Zuckerberg’s ‘private future’ will mean smaller but stronger online networks, more encryption and increased volumes of private interactions between individuals. It will also mean a shifting of the burden away from Facebook’s own servers and on to users’ devices, putting more power and responsibility in the public’s hands. Ultimately that will mean a faster, more reliable and more secure social media platform. But that, in turn, will have an impact on the way we use it.
As the privacy burden is shifted, users are going to have to navigate the transition from a ‘town hall’ environment to Facebook’s cosier ‘living room’ vision of the future. In a more secure digital realm, people will start to have more private group chats on messaging apps, closer friend circles and more relevant and intimate community pages. With an increased sense of security comes an increased impetus to share.
A revolution in the way people perceive their online security is under way and, as a result, they will want to interact more and engage on a much higher level. This will undoubtedly pave the way to a brighter future for private e-commerce. Online sellers who can cater to Instagram shoppers and those who want to pay via messaging apps will lead the way in the more private world of tomorrow.

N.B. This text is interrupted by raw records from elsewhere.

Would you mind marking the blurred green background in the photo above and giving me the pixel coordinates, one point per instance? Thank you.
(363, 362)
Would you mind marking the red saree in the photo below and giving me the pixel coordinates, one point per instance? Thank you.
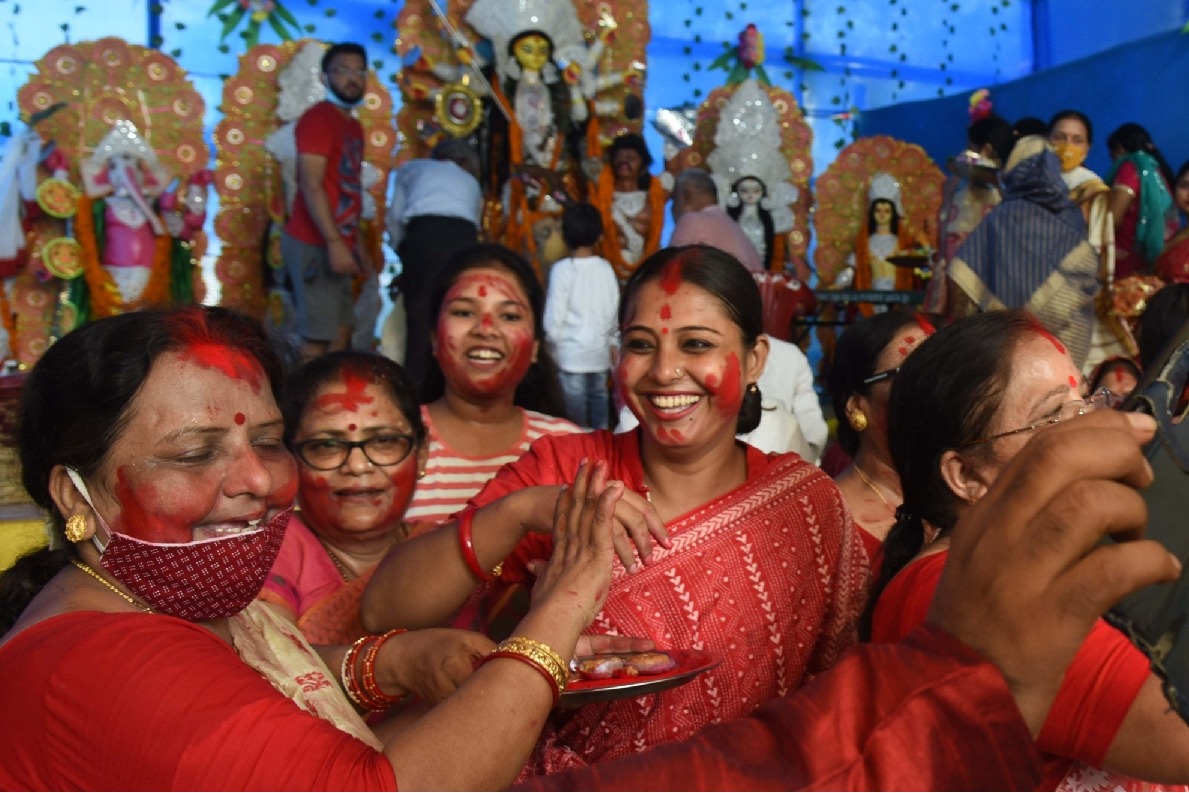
(771, 577)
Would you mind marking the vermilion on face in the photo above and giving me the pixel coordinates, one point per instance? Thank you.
(686, 329)
(358, 497)
(485, 340)
(1043, 379)
(202, 454)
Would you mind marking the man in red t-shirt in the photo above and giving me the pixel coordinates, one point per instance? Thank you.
(320, 245)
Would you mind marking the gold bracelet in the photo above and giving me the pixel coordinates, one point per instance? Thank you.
(542, 654)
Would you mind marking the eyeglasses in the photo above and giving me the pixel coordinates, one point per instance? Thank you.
(1100, 398)
(878, 377)
(331, 453)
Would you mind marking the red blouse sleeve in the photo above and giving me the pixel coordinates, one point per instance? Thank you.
(134, 702)
(887, 717)
(1099, 687)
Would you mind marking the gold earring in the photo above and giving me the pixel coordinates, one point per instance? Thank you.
(76, 528)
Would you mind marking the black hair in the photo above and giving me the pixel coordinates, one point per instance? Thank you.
(310, 377)
(872, 226)
(855, 357)
(1077, 115)
(769, 227)
(1131, 138)
(582, 225)
(341, 48)
(1167, 310)
(724, 277)
(991, 130)
(633, 142)
(1023, 128)
(540, 390)
(947, 394)
(77, 401)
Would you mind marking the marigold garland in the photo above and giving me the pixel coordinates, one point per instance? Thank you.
(105, 296)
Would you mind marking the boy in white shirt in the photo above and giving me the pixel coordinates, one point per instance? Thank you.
(580, 318)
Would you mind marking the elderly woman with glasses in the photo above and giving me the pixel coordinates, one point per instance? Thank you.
(352, 421)
(868, 356)
(963, 406)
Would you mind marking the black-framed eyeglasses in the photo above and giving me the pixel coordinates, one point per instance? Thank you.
(879, 377)
(1100, 398)
(331, 453)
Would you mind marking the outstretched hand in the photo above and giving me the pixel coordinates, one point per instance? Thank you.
(579, 570)
(1026, 577)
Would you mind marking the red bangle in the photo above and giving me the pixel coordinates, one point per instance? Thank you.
(528, 661)
(371, 690)
(466, 545)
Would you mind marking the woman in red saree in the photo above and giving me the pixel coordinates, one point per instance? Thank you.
(760, 562)
(963, 406)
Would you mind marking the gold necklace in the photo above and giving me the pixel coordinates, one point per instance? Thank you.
(338, 562)
(872, 485)
(90, 571)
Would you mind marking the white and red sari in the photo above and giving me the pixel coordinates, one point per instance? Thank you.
(771, 577)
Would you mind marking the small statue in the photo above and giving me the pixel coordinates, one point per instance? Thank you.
(123, 177)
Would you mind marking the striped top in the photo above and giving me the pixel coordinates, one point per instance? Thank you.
(452, 479)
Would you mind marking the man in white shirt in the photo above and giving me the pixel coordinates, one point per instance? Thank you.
(435, 212)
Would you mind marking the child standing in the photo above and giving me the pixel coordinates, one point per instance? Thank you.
(580, 318)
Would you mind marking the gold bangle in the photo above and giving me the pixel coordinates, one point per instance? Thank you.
(542, 654)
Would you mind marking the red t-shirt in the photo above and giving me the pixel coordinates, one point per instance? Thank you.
(131, 702)
(324, 130)
(1098, 691)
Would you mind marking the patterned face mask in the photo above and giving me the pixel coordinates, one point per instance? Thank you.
(196, 580)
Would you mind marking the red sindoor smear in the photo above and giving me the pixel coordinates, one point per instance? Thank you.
(671, 277)
(351, 398)
(233, 363)
(730, 392)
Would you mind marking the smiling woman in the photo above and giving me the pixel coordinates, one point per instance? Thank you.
(491, 388)
(353, 423)
(153, 439)
(757, 559)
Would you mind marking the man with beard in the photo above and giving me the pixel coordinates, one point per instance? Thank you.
(320, 243)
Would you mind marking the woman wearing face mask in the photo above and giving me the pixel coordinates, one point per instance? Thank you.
(133, 655)
(759, 560)
(1140, 200)
(963, 404)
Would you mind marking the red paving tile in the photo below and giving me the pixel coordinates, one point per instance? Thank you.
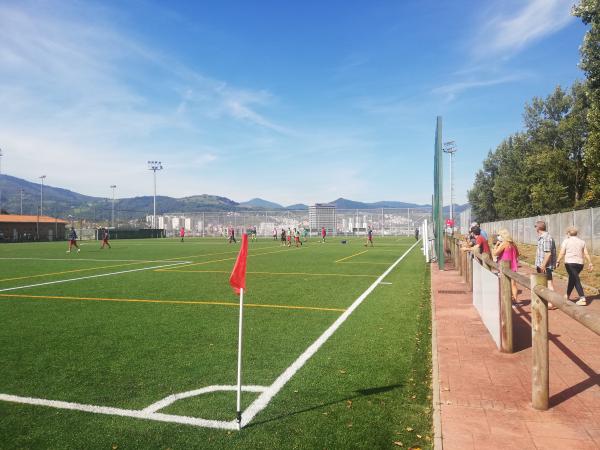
(485, 395)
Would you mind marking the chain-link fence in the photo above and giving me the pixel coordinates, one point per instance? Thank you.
(587, 222)
(349, 222)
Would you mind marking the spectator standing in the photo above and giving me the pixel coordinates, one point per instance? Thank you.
(545, 255)
(573, 250)
(480, 242)
(506, 250)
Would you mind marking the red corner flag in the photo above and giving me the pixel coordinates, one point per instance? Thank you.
(237, 280)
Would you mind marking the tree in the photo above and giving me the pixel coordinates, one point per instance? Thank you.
(589, 12)
(481, 196)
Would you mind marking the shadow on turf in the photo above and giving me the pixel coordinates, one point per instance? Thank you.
(359, 394)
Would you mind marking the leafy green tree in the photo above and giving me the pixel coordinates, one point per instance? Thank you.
(481, 196)
(589, 12)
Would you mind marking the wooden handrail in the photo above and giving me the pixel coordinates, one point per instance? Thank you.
(589, 319)
(540, 297)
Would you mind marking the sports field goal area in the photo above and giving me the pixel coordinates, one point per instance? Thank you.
(137, 345)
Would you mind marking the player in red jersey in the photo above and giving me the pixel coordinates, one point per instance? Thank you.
(105, 238)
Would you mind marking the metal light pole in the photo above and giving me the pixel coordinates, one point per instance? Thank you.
(154, 166)
(0, 187)
(450, 147)
(42, 194)
(112, 217)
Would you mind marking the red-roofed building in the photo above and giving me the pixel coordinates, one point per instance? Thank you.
(14, 228)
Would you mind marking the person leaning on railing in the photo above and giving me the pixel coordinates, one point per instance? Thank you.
(480, 242)
(573, 250)
(506, 250)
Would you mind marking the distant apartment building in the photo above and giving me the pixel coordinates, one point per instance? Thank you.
(322, 215)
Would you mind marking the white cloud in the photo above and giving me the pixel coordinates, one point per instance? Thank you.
(506, 33)
(452, 90)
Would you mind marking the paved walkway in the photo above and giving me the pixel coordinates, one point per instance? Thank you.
(485, 395)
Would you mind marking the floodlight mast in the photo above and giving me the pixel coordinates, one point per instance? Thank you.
(450, 147)
(42, 194)
(112, 218)
(154, 166)
(1, 174)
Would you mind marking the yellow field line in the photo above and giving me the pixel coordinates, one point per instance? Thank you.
(175, 302)
(70, 271)
(364, 262)
(228, 259)
(352, 256)
(271, 273)
(217, 253)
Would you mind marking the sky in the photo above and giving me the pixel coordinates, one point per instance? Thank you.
(293, 102)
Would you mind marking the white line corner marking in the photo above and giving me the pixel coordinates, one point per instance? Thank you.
(266, 393)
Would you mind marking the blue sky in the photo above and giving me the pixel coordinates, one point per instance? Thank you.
(287, 101)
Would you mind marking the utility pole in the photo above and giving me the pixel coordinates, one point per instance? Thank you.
(113, 186)
(450, 147)
(42, 194)
(154, 166)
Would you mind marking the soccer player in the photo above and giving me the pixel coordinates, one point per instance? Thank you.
(283, 237)
(73, 240)
(305, 235)
(297, 237)
(369, 237)
(105, 237)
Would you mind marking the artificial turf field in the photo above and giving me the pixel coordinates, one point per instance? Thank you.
(126, 327)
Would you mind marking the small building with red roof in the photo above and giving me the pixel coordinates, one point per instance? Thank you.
(17, 228)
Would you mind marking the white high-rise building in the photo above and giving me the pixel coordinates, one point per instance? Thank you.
(322, 215)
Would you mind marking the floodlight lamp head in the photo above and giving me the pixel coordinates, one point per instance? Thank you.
(155, 165)
(449, 147)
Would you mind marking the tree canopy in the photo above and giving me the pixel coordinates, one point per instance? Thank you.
(554, 163)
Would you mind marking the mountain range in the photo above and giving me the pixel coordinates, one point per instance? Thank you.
(63, 202)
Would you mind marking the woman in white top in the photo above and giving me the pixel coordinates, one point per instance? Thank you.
(573, 250)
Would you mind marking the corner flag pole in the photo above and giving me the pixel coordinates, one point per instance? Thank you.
(239, 387)
(237, 280)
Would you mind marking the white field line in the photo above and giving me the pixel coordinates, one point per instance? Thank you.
(263, 400)
(175, 397)
(147, 413)
(267, 393)
(90, 259)
(90, 276)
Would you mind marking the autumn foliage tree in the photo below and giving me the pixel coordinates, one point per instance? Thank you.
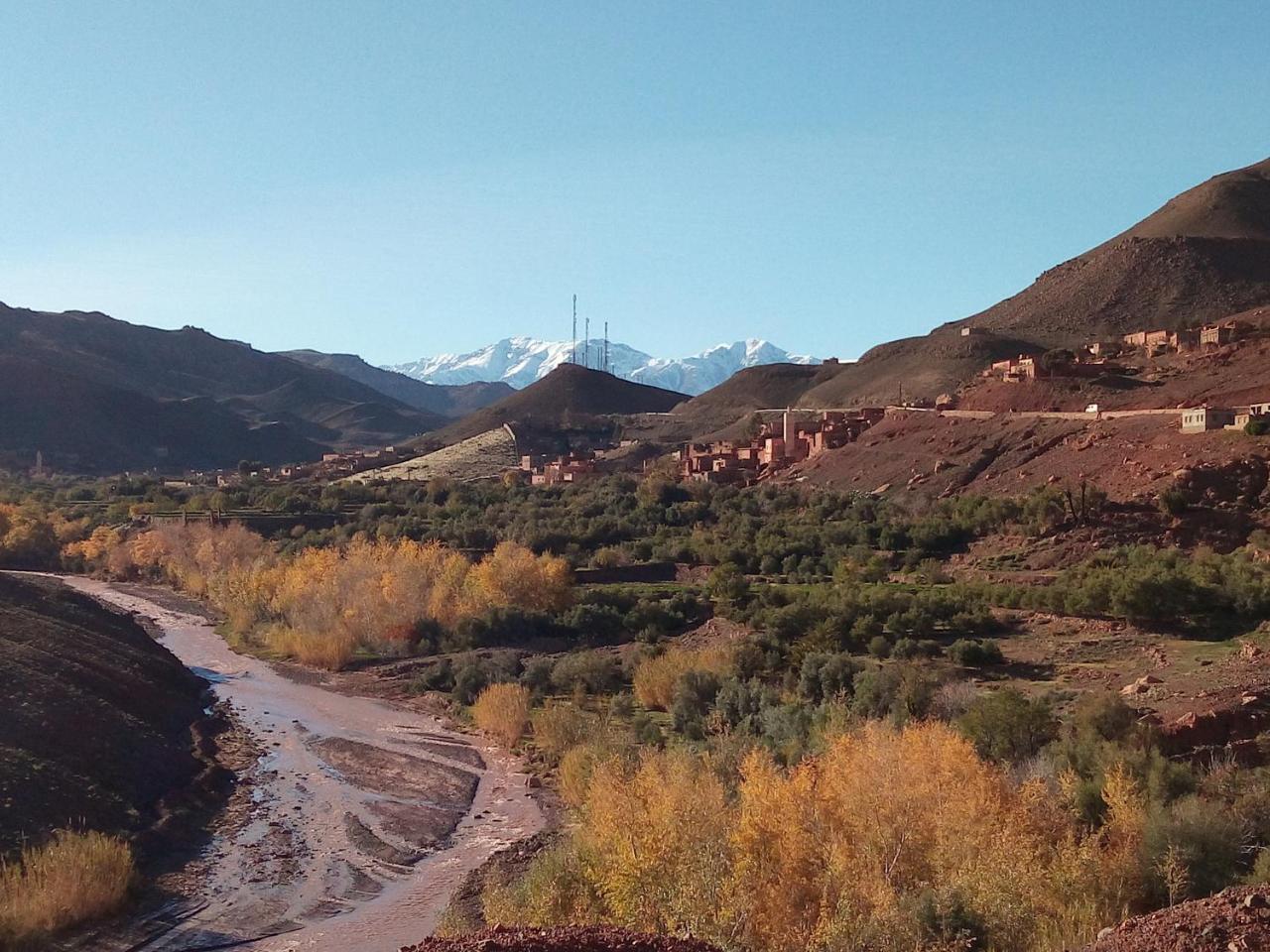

What does this mean for advertisers?
All this will have a significant impact on advertisers. In order to unlock the full potential of Facebook’s vast audience, advertisers already have to ensure that what they are offering is highly personalised.
As users gain greater control over who they interact with, and who can use their data, the pressures to target the right people and remain relevant will only increase. With consumers becoming more empowered, advertisers can no longer afford to miss the mark in terms of personalisation.
It is a fine balancing act to pull off. Advertisers have to remain relevant to their audience at the same time as delivering millions of communications, and that can only be done through technology. That’s where artificial intelligence (AI) comes in. Advertisers are going to need to embrace AI and harness its power because AI is going to become an integral part of their marketing and communication infrastructure in the future. Those who use it wisely will be able to deliver creative and relevant content to the right people, at the right time. This will provide streamlined customer service, reaching consumers through their preferred medium and even solving bottlenecks in the customer journey from ad to payment.
The future of advertising and privacy
There can be no doubt that users are becoming more aware of the value of their personal information. With the rise of internet privacy concerns and fears over mass data harvesting, the tech giants will need to continue to innovate and move towards that more private future. In order to prove they are worth sharing personal data with, brands will need to stay up to date and see they deliver content that is more relevant and personalised to their consumers.
Advertisers, therefore, need to be the first adopters of new technology and make the most of advances in AI. In order to stay ahead of their competitors and target the right people, they will need to think smaller rather than bigger. If the future is private, then the key to success will be in knowing their customers and finding a foothold in their increasingly private world.